I think the first time I saw an Open Source project that was well funded and was using that funding to promote development was NeoVim. NeoVim was a fork of the popular Vim project, focused on reducing the cruft of the project and bringing best practices back in. Whoever was running the project was a marketing genius. He got a ton of press outlining the issues with the Vim project. But the key difference between him and a thousand of other people complaining about projects is that he launched an alternative and asked for money. This is how I got introduced to BountySource.

The BountySource idea is simple. Give money against (typically) GitHub issues to promote development for fixes. Bounties can be pooled so that interested individuals can pool money together. Some of the bounties are quite large, in the $5K realm and IBM has awarded $470,000+ dollars on the platform. Now these two data points are by far the outliers. The platform itself hasn’t really caught on in a substantial way. There are 5-8 projects in the $5K realm which are deeply technical lifts, and the next largest businesses are Ripple coin and Elementary with $37K and $27K respectively.

NeoVim itself looks like it’s focused on funding an individual developer or project maintenance over funding individual issues. I seem to remember in the early days that they were funding individual issues. I’m guessing the lag between putting money down and actual implementations was too large. Especially for bug fixes, this seems like an unwise strategy.

For my own personal use, I’ve been interested in throwing some small cash sums around to get a feel for different approaches. My pet project lately has been OpenCV’s CVAT. Because CVAT has been blending in Machine Learning into the user interface, it’s a cool sell. You can show people the platform itself and the neat things it can do.

I wanted to continue to increase the magicalness of the platform, so I put $100 on BountySource against some intelligent scissors.

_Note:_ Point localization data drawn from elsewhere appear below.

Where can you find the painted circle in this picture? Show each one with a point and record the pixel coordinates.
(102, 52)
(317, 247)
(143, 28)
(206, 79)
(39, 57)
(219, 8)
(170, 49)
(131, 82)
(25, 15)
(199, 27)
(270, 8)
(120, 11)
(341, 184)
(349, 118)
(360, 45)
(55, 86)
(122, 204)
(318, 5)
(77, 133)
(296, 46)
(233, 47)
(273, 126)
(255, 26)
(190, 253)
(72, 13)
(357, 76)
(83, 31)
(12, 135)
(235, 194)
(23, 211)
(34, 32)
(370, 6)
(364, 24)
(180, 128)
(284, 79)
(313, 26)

Nobody has bitten off on the project. I’m guessing there’s a couple of issues, one of which is that the dollar value is low for the platform. The other of which is I haven’t done any marketing. BountySource doesn’t seem like a large enough of a platform to drive implementations for that low of a price point. And at least for United States development labor, the cost is probably a bit low. I would guess that patch would take somewhere between 4-32 hours to implement, depending on the developer. That’s probably not costing time for setting up a development environment with a new project. Assuming $50/hour, it’s quick to see the price delta.